Actually fulfilling that request will need trial and error, and there will be ample time to adjust it depending on your feedback, either now or later when there are actually images to show.

RH-75092 CurvatureAnalysis: Make a mode for analyzing bumps above/below tangent plane

Plus two other requests for things that were discussed here and are more straightforward:

RH-75093 CurvatureAnalysis: Make a signed mean curvature display mode

RH-75094 Zebra: Make a mode that displays dots instead of vertical or horizontal stripes

They were invented for this thread and do not need to be used again. I just felt like it was the easiest way to make sure we all had the same non-standard definition of these concave areas that should show up in the new display mode. And to highlight the fact that with these definitions, concave + convex + planar areas will leave two other types of local regions uncolored.

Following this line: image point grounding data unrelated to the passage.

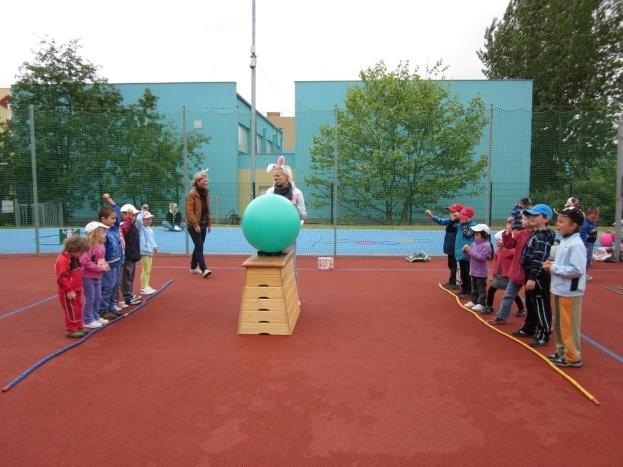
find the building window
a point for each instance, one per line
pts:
(243, 139)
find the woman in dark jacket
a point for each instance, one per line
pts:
(451, 224)
(198, 220)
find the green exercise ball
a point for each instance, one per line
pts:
(270, 223)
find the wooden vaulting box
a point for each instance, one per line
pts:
(270, 301)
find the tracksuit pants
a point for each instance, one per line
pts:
(568, 316)
(110, 286)
(538, 310)
(72, 309)
(145, 270)
(92, 297)
(127, 279)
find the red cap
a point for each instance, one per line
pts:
(455, 207)
(467, 212)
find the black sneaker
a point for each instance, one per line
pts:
(554, 356)
(135, 300)
(109, 315)
(538, 343)
(75, 334)
(521, 333)
(497, 320)
(564, 363)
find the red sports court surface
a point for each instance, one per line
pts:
(383, 368)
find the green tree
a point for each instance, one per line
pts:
(573, 52)
(402, 142)
(87, 141)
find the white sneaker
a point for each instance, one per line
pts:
(93, 325)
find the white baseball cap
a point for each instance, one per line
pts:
(91, 226)
(481, 228)
(129, 208)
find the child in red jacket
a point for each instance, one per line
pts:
(69, 280)
(501, 270)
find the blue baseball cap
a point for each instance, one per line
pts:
(539, 209)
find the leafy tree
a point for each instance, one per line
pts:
(87, 141)
(573, 52)
(402, 142)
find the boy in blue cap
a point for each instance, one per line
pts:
(568, 285)
(533, 256)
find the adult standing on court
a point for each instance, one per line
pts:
(198, 220)
(284, 186)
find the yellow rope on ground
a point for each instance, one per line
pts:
(539, 354)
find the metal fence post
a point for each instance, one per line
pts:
(186, 174)
(618, 214)
(335, 184)
(35, 193)
(489, 199)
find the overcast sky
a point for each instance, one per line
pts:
(209, 40)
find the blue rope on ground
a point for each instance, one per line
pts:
(81, 341)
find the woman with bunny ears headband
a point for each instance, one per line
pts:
(284, 186)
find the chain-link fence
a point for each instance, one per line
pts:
(366, 185)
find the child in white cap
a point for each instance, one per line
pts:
(479, 252)
(94, 266)
(148, 247)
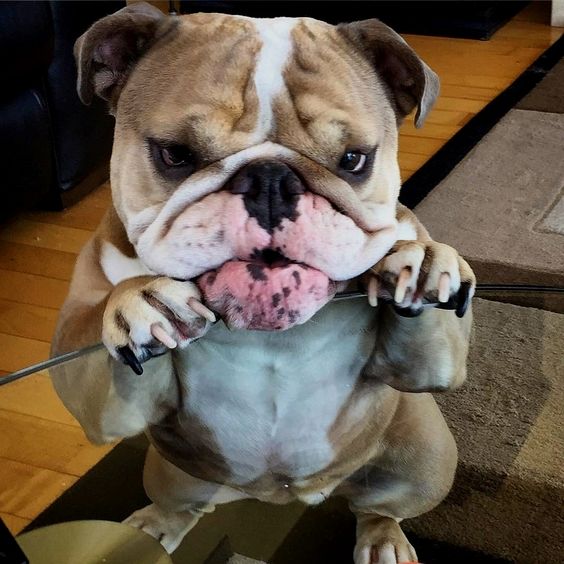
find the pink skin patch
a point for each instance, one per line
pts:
(216, 242)
(250, 295)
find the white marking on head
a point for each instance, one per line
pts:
(269, 80)
(118, 267)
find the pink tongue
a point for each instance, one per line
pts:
(254, 296)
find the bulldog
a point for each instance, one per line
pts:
(254, 175)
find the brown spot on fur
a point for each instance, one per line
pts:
(121, 322)
(257, 272)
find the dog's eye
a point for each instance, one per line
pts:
(174, 162)
(353, 161)
(176, 155)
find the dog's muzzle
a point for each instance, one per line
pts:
(268, 292)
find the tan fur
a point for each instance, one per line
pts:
(392, 455)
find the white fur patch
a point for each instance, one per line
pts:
(406, 232)
(269, 80)
(117, 267)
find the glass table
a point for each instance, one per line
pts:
(504, 420)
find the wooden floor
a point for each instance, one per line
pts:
(42, 449)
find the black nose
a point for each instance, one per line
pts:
(270, 190)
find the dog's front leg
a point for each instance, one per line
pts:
(419, 347)
(138, 319)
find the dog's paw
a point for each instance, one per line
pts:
(147, 316)
(414, 275)
(167, 527)
(382, 542)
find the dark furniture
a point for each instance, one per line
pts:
(52, 148)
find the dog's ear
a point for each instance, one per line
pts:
(107, 51)
(410, 81)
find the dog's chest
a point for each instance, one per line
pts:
(267, 403)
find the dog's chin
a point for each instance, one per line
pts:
(267, 296)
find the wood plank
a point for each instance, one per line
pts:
(67, 239)
(32, 289)
(460, 104)
(419, 145)
(18, 352)
(444, 117)
(35, 260)
(411, 161)
(48, 444)
(25, 320)
(27, 490)
(469, 92)
(481, 81)
(429, 130)
(14, 523)
(36, 397)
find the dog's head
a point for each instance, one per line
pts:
(258, 157)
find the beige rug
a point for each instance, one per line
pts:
(502, 207)
(508, 498)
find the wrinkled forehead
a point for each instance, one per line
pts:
(218, 80)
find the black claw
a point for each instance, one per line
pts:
(451, 304)
(130, 359)
(407, 311)
(463, 298)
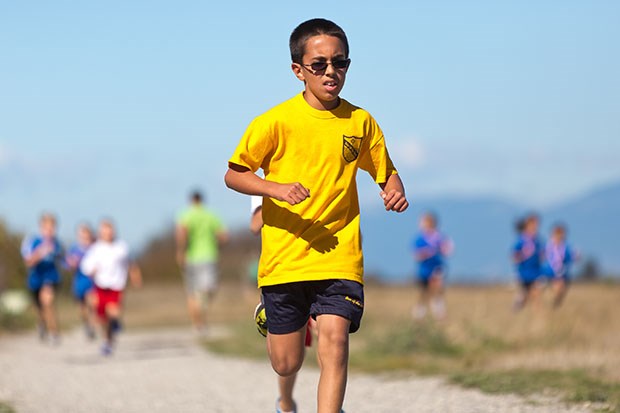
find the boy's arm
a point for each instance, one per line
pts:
(243, 180)
(393, 194)
(256, 222)
(135, 275)
(181, 241)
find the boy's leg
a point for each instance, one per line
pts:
(286, 385)
(113, 314)
(333, 354)
(436, 290)
(286, 351)
(46, 298)
(419, 311)
(194, 307)
(559, 290)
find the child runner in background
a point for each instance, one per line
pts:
(559, 257)
(310, 149)
(83, 286)
(108, 262)
(42, 254)
(199, 234)
(430, 248)
(528, 254)
(286, 384)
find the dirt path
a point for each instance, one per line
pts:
(166, 371)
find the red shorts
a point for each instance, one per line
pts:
(105, 297)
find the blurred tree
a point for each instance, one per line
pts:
(590, 270)
(12, 269)
(158, 262)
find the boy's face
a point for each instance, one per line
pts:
(47, 227)
(427, 223)
(531, 227)
(322, 86)
(559, 235)
(106, 232)
(85, 237)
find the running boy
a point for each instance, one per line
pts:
(107, 261)
(83, 286)
(199, 233)
(527, 254)
(42, 254)
(310, 148)
(286, 384)
(430, 248)
(559, 257)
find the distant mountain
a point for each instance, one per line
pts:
(594, 225)
(482, 229)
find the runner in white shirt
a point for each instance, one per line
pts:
(108, 262)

@gustojunk I still do not understand why or how you would use Zebras (or dots) to find areas with single curvature. Gaussian curvature is the usual tool for this.

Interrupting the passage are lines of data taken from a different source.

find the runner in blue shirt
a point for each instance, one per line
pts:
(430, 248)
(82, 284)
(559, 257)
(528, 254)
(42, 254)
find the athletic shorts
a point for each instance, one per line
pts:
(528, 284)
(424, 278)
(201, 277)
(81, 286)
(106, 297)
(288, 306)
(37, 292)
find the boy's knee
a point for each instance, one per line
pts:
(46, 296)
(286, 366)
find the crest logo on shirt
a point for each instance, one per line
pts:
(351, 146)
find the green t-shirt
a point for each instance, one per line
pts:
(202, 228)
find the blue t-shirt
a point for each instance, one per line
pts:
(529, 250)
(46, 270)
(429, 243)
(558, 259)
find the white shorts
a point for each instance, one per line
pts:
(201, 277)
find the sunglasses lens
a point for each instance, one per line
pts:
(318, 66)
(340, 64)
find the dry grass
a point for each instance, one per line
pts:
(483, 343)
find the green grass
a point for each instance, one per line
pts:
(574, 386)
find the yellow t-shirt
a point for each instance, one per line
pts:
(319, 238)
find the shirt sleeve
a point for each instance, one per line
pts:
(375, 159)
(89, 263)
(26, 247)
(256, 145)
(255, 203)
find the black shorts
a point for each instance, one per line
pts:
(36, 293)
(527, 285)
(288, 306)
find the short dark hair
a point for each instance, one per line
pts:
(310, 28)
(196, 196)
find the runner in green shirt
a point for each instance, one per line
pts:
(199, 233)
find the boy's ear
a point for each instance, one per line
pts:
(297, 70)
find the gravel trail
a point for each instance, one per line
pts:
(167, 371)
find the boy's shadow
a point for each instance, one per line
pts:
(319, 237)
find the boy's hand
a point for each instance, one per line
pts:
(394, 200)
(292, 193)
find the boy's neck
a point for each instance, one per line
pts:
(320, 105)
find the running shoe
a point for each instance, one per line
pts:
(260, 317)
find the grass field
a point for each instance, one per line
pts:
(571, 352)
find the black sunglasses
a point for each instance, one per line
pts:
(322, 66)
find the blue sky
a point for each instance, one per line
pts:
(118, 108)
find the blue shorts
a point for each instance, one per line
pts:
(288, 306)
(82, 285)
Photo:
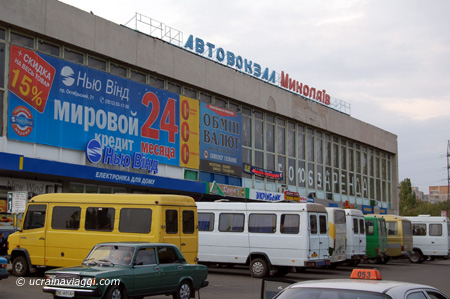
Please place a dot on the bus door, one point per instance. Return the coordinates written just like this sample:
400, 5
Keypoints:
189, 234
34, 232
172, 226
318, 237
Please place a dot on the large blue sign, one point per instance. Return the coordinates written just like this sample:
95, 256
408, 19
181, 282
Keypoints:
220, 140
63, 104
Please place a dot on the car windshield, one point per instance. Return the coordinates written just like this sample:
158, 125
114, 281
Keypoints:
112, 254
312, 293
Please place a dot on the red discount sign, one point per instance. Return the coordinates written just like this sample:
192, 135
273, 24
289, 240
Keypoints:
30, 77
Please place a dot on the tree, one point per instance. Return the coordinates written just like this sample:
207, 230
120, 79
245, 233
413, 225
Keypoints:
408, 201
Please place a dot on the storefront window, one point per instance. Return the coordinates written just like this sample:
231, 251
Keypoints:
22, 40
117, 70
48, 48
73, 56
138, 77
2, 65
96, 63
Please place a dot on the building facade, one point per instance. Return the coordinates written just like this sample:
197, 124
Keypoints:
88, 105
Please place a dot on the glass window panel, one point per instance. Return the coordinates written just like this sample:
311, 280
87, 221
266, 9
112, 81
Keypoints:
138, 77
310, 147
259, 159
301, 174
291, 173
335, 155
313, 224
2, 68
22, 40
117, 70
291, 143
205, 98
270, 137
435, 229
135, 220
190, 93
66, 218
96, 63
220, 103
173, 87
290, 224
343, 158
262, 223
206, 222
301, 144
100, 219
188, 218
311, 176
281, 140
48, 48
259, 136
282, 167
246, 131
229, 222
73, 56
171, 221
35, 217
270, 162
156, 82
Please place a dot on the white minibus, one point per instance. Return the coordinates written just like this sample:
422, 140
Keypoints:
271, 238
431, 237
336, 235
356, 236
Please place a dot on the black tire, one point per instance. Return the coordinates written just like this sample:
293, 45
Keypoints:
20, 266
416, 257
114, 292
184, 291
282, 271
258, 268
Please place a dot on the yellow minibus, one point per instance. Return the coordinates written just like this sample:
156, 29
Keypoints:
60, 229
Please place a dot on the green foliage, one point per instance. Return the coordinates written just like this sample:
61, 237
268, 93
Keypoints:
409, 206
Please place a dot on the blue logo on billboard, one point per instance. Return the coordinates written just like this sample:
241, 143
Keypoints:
108, 155
94, 151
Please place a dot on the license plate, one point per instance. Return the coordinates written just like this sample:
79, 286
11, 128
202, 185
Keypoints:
65, 293
320, 263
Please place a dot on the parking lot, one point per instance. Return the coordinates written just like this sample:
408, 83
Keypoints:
236, 282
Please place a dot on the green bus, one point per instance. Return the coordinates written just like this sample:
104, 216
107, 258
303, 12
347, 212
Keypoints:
376, 234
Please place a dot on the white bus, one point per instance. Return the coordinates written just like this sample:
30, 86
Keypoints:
431, 237
271, 238
336, 235
356, 236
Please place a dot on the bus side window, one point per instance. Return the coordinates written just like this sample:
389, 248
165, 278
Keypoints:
171, 221
206, 222
35, 217
188, 222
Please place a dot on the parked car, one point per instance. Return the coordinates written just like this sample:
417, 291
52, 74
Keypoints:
3, 266
363, 283
128, 269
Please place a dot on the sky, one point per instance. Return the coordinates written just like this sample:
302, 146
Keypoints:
390, 60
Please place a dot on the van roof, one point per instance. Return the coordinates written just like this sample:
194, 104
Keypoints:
153, 199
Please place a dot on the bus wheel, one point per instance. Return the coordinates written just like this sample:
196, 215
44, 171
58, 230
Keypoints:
416, 257
20, 266
258, 268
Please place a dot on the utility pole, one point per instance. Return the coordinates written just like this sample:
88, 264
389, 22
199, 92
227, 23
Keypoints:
448, 178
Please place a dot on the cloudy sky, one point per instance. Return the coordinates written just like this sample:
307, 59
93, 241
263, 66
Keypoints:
389, 59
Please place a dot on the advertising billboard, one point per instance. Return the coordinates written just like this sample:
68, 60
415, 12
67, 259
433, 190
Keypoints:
64, 104
220, 140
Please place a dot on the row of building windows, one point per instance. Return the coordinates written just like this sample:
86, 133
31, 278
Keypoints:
311, 160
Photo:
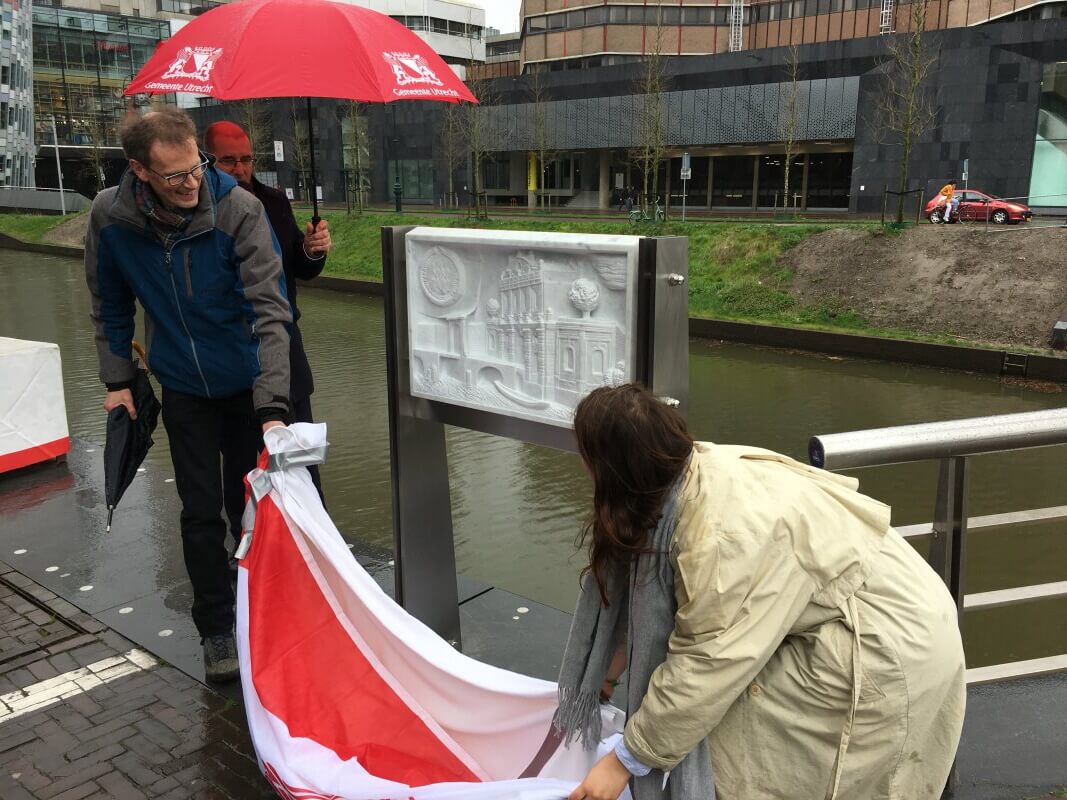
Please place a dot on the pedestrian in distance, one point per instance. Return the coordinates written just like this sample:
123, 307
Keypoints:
200, 258
303, 257
950, 201
781, 640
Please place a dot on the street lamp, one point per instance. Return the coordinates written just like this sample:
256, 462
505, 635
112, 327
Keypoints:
397, 187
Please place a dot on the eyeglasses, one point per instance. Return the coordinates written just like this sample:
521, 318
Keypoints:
179, 177
229, 162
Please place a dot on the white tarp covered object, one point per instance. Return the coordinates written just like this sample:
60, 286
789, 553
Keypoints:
33, 425
348, 697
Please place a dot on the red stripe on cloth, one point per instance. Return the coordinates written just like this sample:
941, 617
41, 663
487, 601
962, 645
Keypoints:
309, 673
35, 454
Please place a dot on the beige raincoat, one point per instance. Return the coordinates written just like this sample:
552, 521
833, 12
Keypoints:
812, 643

I think those terms are really on point, specific, useful. Imho.

Looking at some “threshold” to distinguish flat from non-flat, having negative, zero, positive curvature for 2 directions (min and max curvature), we have 5 “levels”:
-2 double convex
-1 single convex (conic, cylinder, developable)
0 flat
+1 single concave
+2 double concave
A gradient with 5 colors would be best.

Making a guess:
Zebra stripes width should be constant at any view angle, while looking flat surfaces. (probably isn’t currently) Each stripe should be equal to a tot amount of normal angle change.
Concave/convex curvature should translate in decreasing/increasing in stripe width.

If dots/leopard instead of stripes/zebras, we should have circles while looking at planes and bigger/smaller circles while looking at concave/convex spherical surfaces (where min/max curvature are equal).
(note this implies with parallel projection view we shouldn’t view circles with flat surfaces, camera lens length take a role in the size of circles, maybe).

Back to your question: developable/conic/single curvature surfaces should have elliptical dots with smaller diameter equal to circle diameters on flat surfaces.

Derivative and stuff…

Just mumbling. I might be wrong on multiple levels.

Hi @pierrec, sorry for being prescriptive of how to implement what I need. It does not have to be dots or zebras. I simply want a clear way to know looking at a model where in the topology the form is (as described by Riccardo):

Enabling curvature graph on ALL edges of a SubD is not ok.
With big SubDs, it kills performance and clogs the viewport with countless graphs/hairs.
Using History=on, extracting some edge, and doing curvature graph on those edges only, is faster (performance-wise) and way more useful (and analyzing only what the user want, not everything)

Please consider making it possible to select SubD edges for curvature analysis.

PS Even curvature analysis would be super if applied only on some SubD faces, faster computation, hopefully.

This follows the same logic of ‘all or nothing’ also used for SubD cage/smooth mode. It’s a simple and elegant way for programming, UX and user understanding.

It is also however, extremely simplistic and limiting for those working on complex projects/variants//models where having hundreds of parts and millions of polygons is the norm, and this current design/programming limitation renders Rhino unfit to do our work.